Ven 08/12/2006   —   7 ans après la catastrophe, des journalistes de France 3 ont réalisé un reportage sur la double affaire de l'Erika, celle de l'accident maritime, et celle du mystère de son contenu, largement ignorée.
Un accident est presque normal. Il y en a toujours eu, on les comptabilise par des statistiques, et les assureurs savent bien que le risque zéro n'existe pas. S'il n'avait eu des conséquences aussi dramatiques qu'une marée noire, le naufrage de l'Erika n'aurait été qu'un fait divers. Et si le procès qui doit s'ouvrir en février (calendrier) ne juge que l'accident maritime, il ne vaudra pas plus qu'un accident entre automobilistes.
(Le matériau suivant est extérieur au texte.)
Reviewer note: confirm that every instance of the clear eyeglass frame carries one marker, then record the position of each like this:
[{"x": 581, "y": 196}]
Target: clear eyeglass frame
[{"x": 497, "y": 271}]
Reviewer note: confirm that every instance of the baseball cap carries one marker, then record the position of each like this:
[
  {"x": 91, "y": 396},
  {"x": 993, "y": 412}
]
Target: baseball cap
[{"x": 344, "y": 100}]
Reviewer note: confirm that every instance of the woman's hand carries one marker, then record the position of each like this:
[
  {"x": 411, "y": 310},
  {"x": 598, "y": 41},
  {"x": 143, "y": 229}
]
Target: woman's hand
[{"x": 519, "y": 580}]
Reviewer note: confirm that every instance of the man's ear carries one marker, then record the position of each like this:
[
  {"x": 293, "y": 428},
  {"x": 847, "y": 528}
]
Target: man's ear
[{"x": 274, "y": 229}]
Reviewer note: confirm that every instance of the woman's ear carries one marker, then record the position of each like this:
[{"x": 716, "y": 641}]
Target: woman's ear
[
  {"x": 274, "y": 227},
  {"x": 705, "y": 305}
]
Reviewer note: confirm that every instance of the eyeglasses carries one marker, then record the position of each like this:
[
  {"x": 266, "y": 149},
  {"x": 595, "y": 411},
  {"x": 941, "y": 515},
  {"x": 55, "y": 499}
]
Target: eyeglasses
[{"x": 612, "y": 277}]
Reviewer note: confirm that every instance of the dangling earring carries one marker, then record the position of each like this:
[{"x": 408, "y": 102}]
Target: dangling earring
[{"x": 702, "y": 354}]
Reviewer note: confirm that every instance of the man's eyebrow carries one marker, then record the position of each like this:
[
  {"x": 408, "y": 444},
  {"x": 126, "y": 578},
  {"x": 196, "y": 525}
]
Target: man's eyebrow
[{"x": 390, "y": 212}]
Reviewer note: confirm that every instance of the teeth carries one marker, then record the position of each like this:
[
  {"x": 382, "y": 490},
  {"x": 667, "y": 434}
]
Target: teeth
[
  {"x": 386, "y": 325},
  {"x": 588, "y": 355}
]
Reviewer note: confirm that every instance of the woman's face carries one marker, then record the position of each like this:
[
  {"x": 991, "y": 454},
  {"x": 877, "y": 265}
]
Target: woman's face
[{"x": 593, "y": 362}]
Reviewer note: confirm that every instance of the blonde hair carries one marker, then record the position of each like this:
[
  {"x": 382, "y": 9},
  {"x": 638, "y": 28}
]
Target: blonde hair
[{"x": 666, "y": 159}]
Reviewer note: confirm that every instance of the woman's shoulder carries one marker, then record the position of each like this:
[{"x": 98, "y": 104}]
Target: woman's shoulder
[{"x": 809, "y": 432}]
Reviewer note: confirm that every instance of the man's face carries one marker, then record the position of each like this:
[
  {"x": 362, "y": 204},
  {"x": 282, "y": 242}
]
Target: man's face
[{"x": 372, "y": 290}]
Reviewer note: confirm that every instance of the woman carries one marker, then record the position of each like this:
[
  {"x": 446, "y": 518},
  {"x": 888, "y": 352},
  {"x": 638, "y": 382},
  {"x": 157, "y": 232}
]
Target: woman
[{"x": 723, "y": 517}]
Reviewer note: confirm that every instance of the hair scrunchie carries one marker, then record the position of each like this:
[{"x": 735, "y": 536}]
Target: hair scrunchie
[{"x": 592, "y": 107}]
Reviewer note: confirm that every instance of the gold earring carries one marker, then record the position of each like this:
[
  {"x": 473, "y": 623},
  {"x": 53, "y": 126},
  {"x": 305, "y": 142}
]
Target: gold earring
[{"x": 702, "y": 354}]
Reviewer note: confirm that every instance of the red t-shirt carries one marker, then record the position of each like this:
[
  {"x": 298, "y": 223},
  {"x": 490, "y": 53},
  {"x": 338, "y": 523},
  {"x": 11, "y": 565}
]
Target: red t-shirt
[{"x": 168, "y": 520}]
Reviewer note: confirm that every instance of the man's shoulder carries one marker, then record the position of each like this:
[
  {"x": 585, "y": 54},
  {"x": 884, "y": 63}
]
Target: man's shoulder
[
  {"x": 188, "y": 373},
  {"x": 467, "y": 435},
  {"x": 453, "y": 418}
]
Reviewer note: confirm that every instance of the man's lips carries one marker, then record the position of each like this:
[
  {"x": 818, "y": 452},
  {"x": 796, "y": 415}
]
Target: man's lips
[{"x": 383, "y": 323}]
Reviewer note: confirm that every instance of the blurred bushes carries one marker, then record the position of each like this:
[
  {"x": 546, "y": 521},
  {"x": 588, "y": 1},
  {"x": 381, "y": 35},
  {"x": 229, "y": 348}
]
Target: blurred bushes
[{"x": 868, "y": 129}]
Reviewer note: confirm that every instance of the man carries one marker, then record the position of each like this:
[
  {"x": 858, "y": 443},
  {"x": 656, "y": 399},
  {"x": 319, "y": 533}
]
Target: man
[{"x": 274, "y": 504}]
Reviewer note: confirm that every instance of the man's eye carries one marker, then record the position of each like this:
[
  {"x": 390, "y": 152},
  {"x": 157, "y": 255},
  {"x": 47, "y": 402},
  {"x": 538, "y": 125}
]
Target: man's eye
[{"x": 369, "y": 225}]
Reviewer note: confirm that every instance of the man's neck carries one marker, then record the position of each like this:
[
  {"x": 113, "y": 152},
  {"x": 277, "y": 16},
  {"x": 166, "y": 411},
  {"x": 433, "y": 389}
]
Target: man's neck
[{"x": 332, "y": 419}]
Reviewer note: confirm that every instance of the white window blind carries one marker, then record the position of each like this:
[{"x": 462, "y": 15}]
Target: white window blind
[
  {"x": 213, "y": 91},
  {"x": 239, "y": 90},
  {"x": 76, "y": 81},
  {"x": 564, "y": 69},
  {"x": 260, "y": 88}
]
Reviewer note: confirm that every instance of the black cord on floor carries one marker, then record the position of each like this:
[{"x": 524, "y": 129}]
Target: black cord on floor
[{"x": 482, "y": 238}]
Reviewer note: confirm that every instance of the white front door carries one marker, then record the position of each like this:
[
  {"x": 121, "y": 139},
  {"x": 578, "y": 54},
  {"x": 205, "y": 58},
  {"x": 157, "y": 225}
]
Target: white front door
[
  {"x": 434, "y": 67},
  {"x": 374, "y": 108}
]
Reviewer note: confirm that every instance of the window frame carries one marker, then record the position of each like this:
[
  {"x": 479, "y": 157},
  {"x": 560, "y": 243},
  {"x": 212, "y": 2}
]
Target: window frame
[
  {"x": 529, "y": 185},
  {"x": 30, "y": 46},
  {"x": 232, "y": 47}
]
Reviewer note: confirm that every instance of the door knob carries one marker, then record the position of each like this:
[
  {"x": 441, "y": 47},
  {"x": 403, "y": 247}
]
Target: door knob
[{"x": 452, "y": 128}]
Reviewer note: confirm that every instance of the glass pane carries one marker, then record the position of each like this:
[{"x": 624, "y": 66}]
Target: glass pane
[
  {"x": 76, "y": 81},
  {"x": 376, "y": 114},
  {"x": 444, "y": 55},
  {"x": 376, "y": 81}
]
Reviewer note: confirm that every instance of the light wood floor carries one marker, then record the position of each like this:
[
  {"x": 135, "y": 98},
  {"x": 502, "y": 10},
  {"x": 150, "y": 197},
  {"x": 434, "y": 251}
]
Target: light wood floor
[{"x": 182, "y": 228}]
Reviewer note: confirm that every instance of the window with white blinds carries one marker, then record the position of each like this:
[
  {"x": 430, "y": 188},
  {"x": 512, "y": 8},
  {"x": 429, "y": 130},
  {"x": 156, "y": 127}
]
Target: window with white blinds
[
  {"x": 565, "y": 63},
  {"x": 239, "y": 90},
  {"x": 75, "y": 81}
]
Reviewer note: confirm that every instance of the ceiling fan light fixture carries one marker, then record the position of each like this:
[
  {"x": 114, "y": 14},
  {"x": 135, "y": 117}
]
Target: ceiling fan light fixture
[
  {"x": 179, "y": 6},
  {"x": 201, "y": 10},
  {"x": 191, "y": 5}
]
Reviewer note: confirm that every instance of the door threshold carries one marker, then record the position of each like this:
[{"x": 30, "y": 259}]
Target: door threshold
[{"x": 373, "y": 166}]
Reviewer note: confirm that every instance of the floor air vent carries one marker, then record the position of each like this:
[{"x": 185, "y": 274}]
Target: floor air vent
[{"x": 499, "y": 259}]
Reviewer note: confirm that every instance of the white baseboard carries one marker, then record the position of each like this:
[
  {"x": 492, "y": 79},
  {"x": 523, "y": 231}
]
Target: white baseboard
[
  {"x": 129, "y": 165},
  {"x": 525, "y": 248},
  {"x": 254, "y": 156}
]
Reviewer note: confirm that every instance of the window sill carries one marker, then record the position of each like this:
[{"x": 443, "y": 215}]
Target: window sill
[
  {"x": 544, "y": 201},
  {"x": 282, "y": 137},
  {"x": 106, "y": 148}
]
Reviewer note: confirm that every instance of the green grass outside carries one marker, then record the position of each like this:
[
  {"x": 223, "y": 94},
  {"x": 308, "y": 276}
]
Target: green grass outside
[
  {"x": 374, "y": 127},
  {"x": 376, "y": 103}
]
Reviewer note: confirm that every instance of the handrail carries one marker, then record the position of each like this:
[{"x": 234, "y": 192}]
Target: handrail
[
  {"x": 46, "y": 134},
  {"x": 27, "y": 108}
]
Le procès à faire, et qui à ce jour n'est pas prévu, est celui du pétrole. Il intéresserait pourtant tous les automobilistes... Plus qu'un navire, l'Erika était une boite à anomalies, et il faut être bien naïf pour croire qu'il serait un cas unique. Peu après le naufrage, les services de secours qui tentent de pomper les nappes dans la mer ont toutes les peines du monde, car leurs pompes, pourtant prévues pour l'hydrocarbure qu'était déclaré contenir l'Erika, s'obstruent. L'hydrocarbure s'échappant du navire est plus épais, plus lourd, que ce à quoi on s'attendait. Une analyse d'Analytika viendra confirmer cela, mais on ne lui accordera pas de valeur légale. Ce qui par contre a une valeur légale, est que la quantité d'hydrocarbures chargée sur le navire, était supérieure à celle recommandée pour ce batiment. Avec le fait troublant que le temps de chargement fut 40 % plus long que prévu. Intérrogé sur ce point précis, Pierre Guyonnet, porte-parole de Total, l'affrêteur du navire, indique que « cela n'a aucune importance ».

Ce témoignane a été recueilli par Willy Colin et Antoine Placier, les 2 journalistes de France 3 qui ont réalisé un étonnant reportage pour l'émission Les clés de l'info. Cette émission dure une heure, elle est visible pendant quelques jours sur Internet en cliquant ici. On y apprend aussi que la quantité d'hydrocarbures chargée ne correspondait pas à ce que le client (un pétrolier italien) avait commandé. Il y en avait plus, mais le monsieur de chez Total dit que ce n'est « pas grave ». Il y a d'autres anomalies, et pour éclaircir la situation, il aurait fallu faire une expertise officielle de l'hydrocarbure pompé sur le navire dans les jours suivant le naufrage. Mais cette expertise a été empêchée par Total...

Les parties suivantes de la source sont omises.